Build a Body of Work That Reflects You

Next, build a portfolio and use it to figure out what really makes you passionate about video production. Do this before you pay a dime for formal education. If you decide you are ready to get some more training, try workshops and seminars. These are a great way to learn content and add to your production experience and resume. Make videos and shorts, and write whenever you can. Learn how to use basic editing software and take advantage of any and all opportunities to familiarize yourself with the equipment and editing labs at your high school, college or university.

Liquid Productions, a London based corporate video production company offers industry beginners a few insider tips.
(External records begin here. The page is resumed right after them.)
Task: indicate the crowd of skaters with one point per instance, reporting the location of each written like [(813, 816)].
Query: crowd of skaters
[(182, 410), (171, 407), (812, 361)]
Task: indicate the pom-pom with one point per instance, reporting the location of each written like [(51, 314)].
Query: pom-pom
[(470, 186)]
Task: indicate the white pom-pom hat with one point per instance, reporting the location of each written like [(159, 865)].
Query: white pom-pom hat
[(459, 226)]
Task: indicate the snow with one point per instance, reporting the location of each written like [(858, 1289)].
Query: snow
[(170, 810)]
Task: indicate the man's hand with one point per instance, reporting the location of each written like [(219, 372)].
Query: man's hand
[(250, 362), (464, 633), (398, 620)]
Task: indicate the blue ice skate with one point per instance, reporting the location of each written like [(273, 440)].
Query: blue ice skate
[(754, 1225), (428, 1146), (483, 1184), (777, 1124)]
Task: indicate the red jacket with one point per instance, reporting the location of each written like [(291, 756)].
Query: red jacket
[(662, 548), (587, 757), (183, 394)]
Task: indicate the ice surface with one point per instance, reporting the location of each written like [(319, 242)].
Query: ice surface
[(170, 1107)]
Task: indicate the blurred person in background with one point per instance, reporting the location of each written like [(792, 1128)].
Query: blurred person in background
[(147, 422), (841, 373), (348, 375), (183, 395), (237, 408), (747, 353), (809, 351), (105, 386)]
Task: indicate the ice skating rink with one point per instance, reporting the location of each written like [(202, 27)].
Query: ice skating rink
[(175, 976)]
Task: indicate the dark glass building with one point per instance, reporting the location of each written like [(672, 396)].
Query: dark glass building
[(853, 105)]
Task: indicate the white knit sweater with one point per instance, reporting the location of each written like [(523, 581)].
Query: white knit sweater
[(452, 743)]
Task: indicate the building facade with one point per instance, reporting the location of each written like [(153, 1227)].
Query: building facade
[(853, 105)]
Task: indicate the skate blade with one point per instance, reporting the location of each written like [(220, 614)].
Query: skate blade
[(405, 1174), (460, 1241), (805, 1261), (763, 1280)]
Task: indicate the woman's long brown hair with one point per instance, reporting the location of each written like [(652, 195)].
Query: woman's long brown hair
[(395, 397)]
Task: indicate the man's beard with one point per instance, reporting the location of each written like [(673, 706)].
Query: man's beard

Create a five-minute showreel of your best work, stick it on Vimeo or YouTube, and attach the link everywhere your Internet footprint goes. Add the URL to your email signature, social media bios, website and blog. Liquid says most potential employers will stick around for 90 seconds, so make it good and knock their socks off.

Don’t Forget, It’s the Story that Counts

No matter what kind of video you’re interested in making. You always have to tell a good story:

The thing to always remember.. is that no matter what the technology is doing, you want to remain highly focused on content creation, or storytelling…I believe that no matter how much technology changes, there will still be a need for good video producers/storytellers. In 10 years, there will just be more channels for that compelling content. — Kris Simmons, owner of 6 STRONG MEDIA corporate video production company.

With these tips in your pocket, think about your personal interests, resources and goals. Plan accordingly. Remember, there isn’t any guaranteed path to success. Take it from Director John Dowdle, who spent 13 years of destitute poverty before his filmmaking dream came true. His motto: it’s hard until it’s easy.